Small problem with this excuse. Emissions targets are set relative to historical levels. Since 1990, Canada hasn’t gotten any colder–in fact, the trend is towards warming. To learn why, just, Google “Global Warming.” Moreover, Canada hasn’t gotten any bigger since 1990–although with sea levels rising, it might shrink.

2nd Place — Canada … and … Canada: Canada takes second for saying at the AWG-KP Workshop that it should get a break on its emissions reduction targets because, get this, they release so much carbon in the process of exporting fossil fuels. That’s right: Canada argued that the tar sands, the most ecologically destructive industrial project on the planet, should be a “get out of jail free card” on climate responsibilities. For years, Canada has wanted breaks for exporting natural gas, which is ridiculous enough. But special treatment to protect the tar sands industry rises to new levels of self-parody.

Canada for suggesting “welfare loss” as a justification for rich countries to have weaker emission reduction targets. When Canada talks about “welfare loss,” it means such hardships as Canadians having to use smaller cars or public transit. No mention of “welfare loss” like losing your entire country to rising sea levels, famines caused by droughts and floods, or any of the other horrors that climate change will inflict on billions of the world’s poor, not to mention many Canadian citizens.

1st place — Canada … Japan … and Russia: At AWGKP mitigation workshop yesterday, in a discussion of mitigation targets. Canada, Japan, and Russia all spoke — and all three countries failed to propose the most fundamental, immediate, and essential thing: targets for Annex I countries to cut carbon by 2020 based on 1990 levels.

Japan has promised to announce its own 2020 target–but they’ve promised to announce it NEXT year.

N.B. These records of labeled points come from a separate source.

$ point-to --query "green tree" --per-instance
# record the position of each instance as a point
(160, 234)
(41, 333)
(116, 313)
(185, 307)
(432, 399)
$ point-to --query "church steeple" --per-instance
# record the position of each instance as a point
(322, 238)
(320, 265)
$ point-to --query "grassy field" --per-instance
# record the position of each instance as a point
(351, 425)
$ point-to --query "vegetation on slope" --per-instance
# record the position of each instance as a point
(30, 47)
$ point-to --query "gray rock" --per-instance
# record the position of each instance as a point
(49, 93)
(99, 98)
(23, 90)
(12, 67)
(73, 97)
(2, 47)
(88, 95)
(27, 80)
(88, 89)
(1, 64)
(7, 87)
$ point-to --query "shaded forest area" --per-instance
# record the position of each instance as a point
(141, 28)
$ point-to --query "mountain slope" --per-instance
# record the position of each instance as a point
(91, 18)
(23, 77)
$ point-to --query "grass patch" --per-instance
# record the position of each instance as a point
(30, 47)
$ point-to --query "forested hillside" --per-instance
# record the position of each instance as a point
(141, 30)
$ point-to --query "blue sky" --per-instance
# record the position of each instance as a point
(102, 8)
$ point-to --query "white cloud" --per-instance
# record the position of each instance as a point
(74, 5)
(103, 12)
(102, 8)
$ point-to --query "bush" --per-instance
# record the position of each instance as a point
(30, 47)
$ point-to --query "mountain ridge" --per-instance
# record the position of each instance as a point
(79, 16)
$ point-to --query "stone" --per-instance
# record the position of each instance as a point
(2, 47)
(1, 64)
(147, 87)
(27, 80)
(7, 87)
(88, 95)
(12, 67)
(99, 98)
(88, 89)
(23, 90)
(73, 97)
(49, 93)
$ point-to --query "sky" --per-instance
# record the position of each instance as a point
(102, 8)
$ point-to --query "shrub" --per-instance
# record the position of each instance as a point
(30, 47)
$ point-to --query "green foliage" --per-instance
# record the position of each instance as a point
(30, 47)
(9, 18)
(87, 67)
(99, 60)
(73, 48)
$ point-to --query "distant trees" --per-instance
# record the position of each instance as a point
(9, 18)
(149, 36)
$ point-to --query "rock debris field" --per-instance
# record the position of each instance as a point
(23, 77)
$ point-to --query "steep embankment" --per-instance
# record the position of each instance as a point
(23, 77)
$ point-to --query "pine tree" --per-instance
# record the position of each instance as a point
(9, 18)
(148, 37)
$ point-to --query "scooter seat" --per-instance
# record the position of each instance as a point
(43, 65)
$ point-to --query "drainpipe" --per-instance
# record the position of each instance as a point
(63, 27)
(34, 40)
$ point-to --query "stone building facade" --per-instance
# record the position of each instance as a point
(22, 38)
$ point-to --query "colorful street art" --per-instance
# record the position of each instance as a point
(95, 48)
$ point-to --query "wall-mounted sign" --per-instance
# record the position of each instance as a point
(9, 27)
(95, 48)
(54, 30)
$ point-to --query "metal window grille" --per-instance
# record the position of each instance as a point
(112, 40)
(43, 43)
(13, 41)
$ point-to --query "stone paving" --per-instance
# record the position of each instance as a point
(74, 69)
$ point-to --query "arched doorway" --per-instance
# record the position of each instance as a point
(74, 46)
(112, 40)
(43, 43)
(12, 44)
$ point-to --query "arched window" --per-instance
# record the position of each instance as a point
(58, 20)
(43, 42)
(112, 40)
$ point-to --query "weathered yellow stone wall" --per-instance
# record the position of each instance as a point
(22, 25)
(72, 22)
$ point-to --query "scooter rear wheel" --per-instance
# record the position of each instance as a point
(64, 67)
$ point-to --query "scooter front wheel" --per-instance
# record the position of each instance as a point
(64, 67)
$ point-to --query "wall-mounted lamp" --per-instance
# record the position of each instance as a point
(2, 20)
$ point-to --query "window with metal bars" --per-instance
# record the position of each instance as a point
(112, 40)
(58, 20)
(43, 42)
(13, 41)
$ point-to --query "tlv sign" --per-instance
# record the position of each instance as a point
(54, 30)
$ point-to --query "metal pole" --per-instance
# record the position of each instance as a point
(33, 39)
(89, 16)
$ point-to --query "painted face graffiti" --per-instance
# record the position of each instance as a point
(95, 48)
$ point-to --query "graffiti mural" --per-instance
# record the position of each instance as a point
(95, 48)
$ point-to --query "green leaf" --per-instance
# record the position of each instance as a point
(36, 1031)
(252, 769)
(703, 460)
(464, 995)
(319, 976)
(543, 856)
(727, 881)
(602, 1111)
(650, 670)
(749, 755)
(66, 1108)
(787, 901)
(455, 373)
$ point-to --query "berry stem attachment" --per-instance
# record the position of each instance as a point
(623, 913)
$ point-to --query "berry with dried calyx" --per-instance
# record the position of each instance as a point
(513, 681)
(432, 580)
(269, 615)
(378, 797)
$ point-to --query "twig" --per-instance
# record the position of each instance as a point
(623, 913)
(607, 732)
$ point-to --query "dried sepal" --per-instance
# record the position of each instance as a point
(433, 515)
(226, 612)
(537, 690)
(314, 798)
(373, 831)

Earth to Japan: negotiations are happening *right now.* Time to put your target on the table.

Canada likes to boast that it has a target for 2020. But that target is based on 2006 levels and doesn’t even reach its Kyoto commitment. Beating climate change with a target like Canada’s is like trying to play hockey with a toothpick. Which might explain why Canada didn’t even mention this target at the session yesterday–it would’ve been too embarrassing.

And Russia has no 2020 target at all. At least they’re not trying to have it both ways.

A legally binding target for 2020 based on 1990 levels for all Annex I countries is a cornerstone of a meaningful global agreement. A note to Russia, Japan, and Canada: unlike fossil fuels, there is an unlimited supply of Fossil Awards. And you will keep winning them until you set meaningful, science-based 2020 targets for cuts of at least 25 to 40% from 1990 levels.

On Friday, Canada won second place for supporting a Japanese proposal to use a more recent baseline than 1990 for measuring emissions. And on Saturday Canada won first place again for claiming that it was giving generous support to wind power, when in fact it failed to renew that support, leaving many projects stranded.